Non-bipartite graphs without theta subgraphs

TL;DR

This paper investigates the maximum size and spectral radius of non-$r$-partite graphs avoiding a specific theta subgraph, proving a subset relation and characterizing extremal graphs for large $n$.

Contribution

It proves the subset relation between spectral and classical extremal graphs for theta subgraphs and characterizes all extremal graphs in this class for large $n$.

Findings

Spectral extremal graphs are contained within classical extremal graphs for theta subgraphs.

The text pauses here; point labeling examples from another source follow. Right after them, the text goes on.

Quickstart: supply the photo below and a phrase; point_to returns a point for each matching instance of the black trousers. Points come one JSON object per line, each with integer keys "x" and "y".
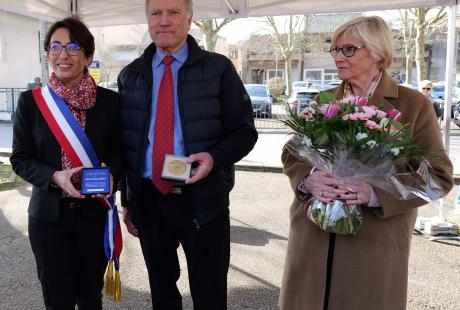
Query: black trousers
{"x": 168, "y": 221}
{"x": 70, "y": 256}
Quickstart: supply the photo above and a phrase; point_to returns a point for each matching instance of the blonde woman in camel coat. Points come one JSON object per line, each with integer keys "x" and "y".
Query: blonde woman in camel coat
{"x": 368, "y": 270}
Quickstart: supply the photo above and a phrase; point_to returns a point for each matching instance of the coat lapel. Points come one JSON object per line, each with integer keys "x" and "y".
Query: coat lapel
{"x": 387, "y": 89}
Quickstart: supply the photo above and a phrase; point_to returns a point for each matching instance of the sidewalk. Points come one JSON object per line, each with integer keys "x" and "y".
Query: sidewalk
{"x": 259, "y": 230}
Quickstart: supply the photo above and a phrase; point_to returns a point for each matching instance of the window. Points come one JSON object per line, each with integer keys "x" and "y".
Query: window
{"x": 313, "y": 75}
{"x": 272, "y": 73}
{"x": 233, "y": 53}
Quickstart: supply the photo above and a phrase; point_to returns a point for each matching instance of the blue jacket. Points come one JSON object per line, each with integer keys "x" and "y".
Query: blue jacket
{"x": 216, "y": 117}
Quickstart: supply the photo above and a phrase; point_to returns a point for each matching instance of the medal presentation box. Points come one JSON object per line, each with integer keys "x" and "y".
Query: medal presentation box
{"x": 176, "y": 168}
{"x": 95, "y": 181}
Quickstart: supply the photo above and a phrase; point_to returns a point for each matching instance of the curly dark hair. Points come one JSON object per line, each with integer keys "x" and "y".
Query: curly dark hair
{"x": 78, "y": 33}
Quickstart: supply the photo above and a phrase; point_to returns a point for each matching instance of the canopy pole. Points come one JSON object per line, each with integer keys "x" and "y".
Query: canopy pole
{"x": 74, "y": 7}
{"x": 450, "y": 65}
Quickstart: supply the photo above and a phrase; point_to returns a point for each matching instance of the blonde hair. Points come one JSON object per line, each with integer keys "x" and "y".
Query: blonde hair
{"x": 376, "y": 35}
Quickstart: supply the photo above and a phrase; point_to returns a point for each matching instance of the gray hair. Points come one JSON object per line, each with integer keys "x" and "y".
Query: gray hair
{"x": 376, "y": 35}
{"x": 189, "y": 4}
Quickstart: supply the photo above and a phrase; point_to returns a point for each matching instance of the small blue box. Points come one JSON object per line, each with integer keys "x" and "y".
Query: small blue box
{"x": 95, "y": 181}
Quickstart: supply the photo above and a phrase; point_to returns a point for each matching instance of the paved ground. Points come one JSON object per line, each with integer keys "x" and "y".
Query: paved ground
{"x": 259, "y": 230}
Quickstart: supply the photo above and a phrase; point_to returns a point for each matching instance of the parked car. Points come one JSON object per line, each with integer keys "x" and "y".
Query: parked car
{"x": 261, "y": 99}
{"x": 437, "y": 95}
{"x": 301, "y": 86}
{"x": 300, "y": 100}
{"x": 109, "y": 85}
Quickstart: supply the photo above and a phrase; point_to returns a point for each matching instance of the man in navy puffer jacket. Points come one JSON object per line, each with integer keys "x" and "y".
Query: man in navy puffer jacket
{"x": 213, "y": 128}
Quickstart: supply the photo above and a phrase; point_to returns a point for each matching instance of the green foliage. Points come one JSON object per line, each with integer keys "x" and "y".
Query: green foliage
{"x": 362, "y": 131}
{"x": 276, "y": 87}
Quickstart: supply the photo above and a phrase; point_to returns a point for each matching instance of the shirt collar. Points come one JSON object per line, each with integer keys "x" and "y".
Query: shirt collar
{"x": 180, "y": 56}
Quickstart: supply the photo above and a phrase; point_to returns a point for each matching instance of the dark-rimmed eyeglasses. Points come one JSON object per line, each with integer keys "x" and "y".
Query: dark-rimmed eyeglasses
{"x": 72, "y": 48}
{"x": 347, "y": 50}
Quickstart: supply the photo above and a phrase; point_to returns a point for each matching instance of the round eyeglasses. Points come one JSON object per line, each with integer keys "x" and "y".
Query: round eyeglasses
{"x": 347, "y": 50}
{"x": 72, "y": 48}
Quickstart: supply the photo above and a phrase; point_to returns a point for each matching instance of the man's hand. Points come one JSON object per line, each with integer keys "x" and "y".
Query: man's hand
{"x": 205, "y": 164}
{"x": 129, "y": 224}
{"x": 62, "y": 179}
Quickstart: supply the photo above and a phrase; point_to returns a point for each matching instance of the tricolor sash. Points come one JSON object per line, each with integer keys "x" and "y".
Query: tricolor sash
{"x": 78, "y": 148}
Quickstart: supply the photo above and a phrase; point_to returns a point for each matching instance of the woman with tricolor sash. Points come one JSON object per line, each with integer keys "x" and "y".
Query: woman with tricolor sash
{"x": 69, "y": 124}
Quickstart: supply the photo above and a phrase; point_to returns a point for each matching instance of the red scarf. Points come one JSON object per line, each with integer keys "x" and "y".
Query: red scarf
{"x": 78, "y": 99}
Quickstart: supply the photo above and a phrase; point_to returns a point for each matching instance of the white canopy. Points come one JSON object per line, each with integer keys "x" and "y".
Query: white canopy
{"x": 120, "y": 12}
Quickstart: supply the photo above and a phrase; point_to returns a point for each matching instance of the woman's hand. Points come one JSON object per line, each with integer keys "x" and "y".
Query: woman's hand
{"x": 111, "y": 186}
{"x": 360, "y": 194}
{"x": 128, "y": 222}
{"x": 324, "y": 187}
{"x": 62, "y": 179}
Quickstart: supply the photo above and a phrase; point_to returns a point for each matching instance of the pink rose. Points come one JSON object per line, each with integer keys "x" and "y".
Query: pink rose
{"x": 365, "y": 115}
{"x": 372, "y": 125}
{"x": 362, "y": 101}
{"x": 394, "y": 114}
{"x": 381, "y": 114}
{"x": 350, "y": 99}
{"x": 329, "y": 110}
{"x": 351, "y": 117}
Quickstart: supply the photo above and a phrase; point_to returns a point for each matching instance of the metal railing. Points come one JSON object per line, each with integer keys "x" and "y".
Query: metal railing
{"x": 271, "y": 120}
{"x": 8, "y": 103}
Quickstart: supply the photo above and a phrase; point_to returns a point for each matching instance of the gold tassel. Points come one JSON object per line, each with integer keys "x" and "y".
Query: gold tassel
{"x": 117, "y": 287}
{"x": 109, "y": 283}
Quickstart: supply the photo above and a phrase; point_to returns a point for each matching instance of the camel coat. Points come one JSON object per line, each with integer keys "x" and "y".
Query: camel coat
{"x": 369, "y": 270}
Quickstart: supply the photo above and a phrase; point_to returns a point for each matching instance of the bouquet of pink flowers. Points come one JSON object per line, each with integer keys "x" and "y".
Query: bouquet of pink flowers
{"x": 356, "y": 142}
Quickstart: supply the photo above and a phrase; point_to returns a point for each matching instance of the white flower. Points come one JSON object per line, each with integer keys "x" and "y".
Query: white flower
{"x": 371, "y": 143}
{"x": 361, "y": 135}
{"x": 384, "y": 122}
{"x": 307, "y": 141}
{"x": 395, "y": 151}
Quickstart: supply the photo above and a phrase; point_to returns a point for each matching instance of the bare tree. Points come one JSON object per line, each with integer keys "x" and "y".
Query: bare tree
{"x": 408, "y": 39}
{"x": 424, "y": 27}
{"x": 210, "y": 28}
{"x": 288, "y": 40}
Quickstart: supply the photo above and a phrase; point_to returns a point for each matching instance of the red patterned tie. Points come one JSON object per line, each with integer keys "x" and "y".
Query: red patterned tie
{"x": 164, "y": 128}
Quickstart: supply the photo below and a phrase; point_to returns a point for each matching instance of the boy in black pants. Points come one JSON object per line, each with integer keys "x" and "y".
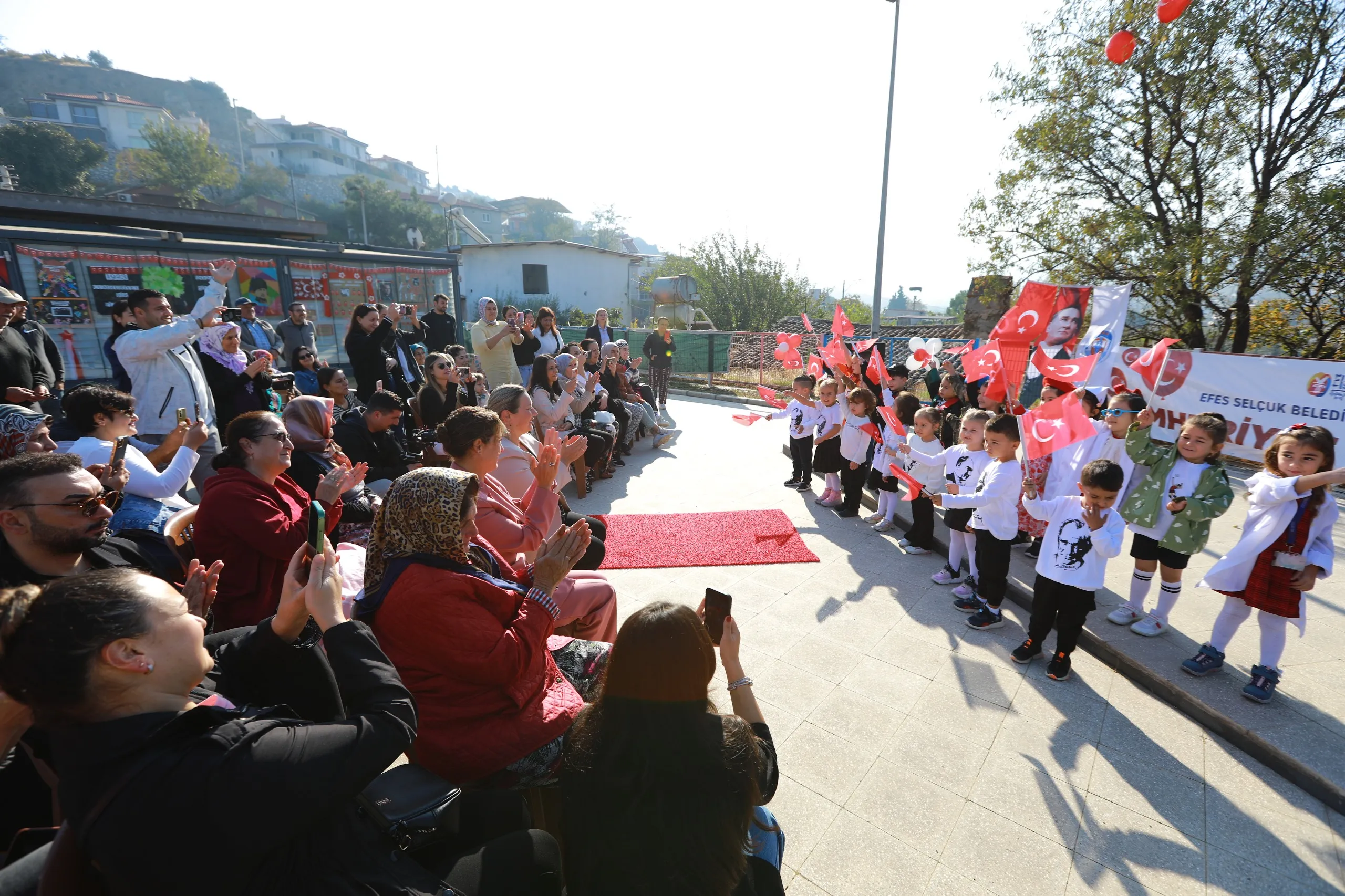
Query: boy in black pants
{"x": 995, "y": 521}
{"x": 1082, "y": 536}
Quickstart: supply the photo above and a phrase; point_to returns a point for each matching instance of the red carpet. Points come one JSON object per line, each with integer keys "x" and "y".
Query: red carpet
{"x": 729, "y": 538}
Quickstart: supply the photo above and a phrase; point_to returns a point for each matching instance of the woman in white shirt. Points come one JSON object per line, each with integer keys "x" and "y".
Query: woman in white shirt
{"x": 105, "y": 415}
{"x": 520, "y": 451}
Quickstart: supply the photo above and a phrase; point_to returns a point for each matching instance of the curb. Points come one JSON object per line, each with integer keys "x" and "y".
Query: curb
{"x": 1194, "y": 708}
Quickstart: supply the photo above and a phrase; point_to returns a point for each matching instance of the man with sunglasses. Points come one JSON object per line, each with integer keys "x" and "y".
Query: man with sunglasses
{"x": 54, "y": 523}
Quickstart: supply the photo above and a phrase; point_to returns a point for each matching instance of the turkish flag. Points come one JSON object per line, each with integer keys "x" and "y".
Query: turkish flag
{"x": 982, "y": 362}
{"x": 841, "y": 325}
{"x": 817, "y": 369}
{"x": 889, "y": 416}
{"x": 769, "y": 396}
{"x": 912, "y": 483}
{"x": 876, "y": 368}
{"x": 1056, "y": 424}
{"x": 1075, "y": 370}
{"x": 1027, "y": 320}
{"x": 1151, "y": 363}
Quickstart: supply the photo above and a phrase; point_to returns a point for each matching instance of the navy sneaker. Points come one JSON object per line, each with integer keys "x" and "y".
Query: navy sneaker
{"x": 1059, "y": 666}
{"x": 1027, "y": 652}
{"x": 1206, "y": 661}
{"x": 986, "y": 618}
{"x": 1262, "y": 686}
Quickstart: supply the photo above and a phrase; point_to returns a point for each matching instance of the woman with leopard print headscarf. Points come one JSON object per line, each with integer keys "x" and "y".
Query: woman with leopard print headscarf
{"x": 472, "y": 637}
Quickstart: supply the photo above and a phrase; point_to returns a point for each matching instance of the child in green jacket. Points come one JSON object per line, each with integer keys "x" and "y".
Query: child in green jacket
{"x": 1169, "y": 512}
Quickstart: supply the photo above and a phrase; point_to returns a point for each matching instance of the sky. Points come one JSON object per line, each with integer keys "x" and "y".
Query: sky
{"x": 763, "y": 120}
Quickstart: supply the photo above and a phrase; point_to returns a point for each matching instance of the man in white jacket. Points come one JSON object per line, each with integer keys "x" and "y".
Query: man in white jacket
{"x": 164, "y": 370}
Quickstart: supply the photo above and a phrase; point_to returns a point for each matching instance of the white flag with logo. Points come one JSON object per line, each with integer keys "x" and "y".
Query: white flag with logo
{"x": 1103, "y": 337}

Complete characterization of extremal graphs for large $n$.

Extension of known results from complete graphs to theta subgraphs.

Abstract

Fix a color-critical graph $H$ with $\chi(H)=r+1\geq 3$. Simonovits' chromatic critical edge theorem and Nikiforov's spectral chromatic critical edge theorem imply that $T_{n,r}$ is the extremal graph with the maximum size and the maximum spectral radius over all $H$-free graphs of order $n$, respectively. Since $T_{n,r}$ is $r$-partite, it is interesting to study the Tur\'{a}n number and the spectral Tur\'{a}n number of a color-critical graph $H$ in non-$r$-partite graphs. Denote by ${\rm EX}_{r+1}(n,H)$ (resp. ${\rm SPEX}_{r+1}(n,H)$) the family of $n$-vertex $H$-free non-$r$-partite graphs with the maximum size (resp. spectral radius). Brouwer showed that any graph in $\mathrm{EX}_{r+1}(n,K_{r+1})$ is of size $e(T_{n,r})-\lfloor\frac{n}{r}\rfloor+1$ for $n\geq 2r+1$. Lin, Ning and Wu [Combin. Probab. Comput. 30 (2) (2021) 258--270], and Li and Peng [SIAM J. Discrete Math. 37 (2023) 2462--2485] characterized the unique graph in $\mathrm{SPEX}_{r+1}(n,K_{r+1})$ for $r\geq 2$. Particularly, the unique graph is of size $e(T_{n,r})-\lfloor\frac{n}{r}\rfloor+1$. Thus $\mathrm{SPEX}_{r+1}(n,K_{r+1})\subseteq \mathrm{EX}_{r+1}(n,K_{r+1})$. It is natural to conjecture that ${\rm SPEX}_{r+1}(n,H)\subseteq {\rm EX}_{r+1}(n,H)$ for arbitrary color-critical graph $H$ with $\chi(H)=r+1\geq 3$. Fix $q,r\geq 2$ with even $q$, a theta graph $\theta(1,q,r)$ is obtained from internally disjoint paths of lengths $1,q,r$, respectively by sharing a common pair of endpoints. In this paper, we prove that $\mathrm{SPEX}_{3}(n,\theta(1,q,r))\subseteq \mathrm{EX}_{3}(n,\theta(1,q,r))$ for sufficiently large $n$. Furthermore, we determine all the graphs in $\mathrm{SPEX}_{3}(n,\theta(1,q,r))$ and $\mathrm{EX}_{3}(n,\theta(1,q,r))$, respectively.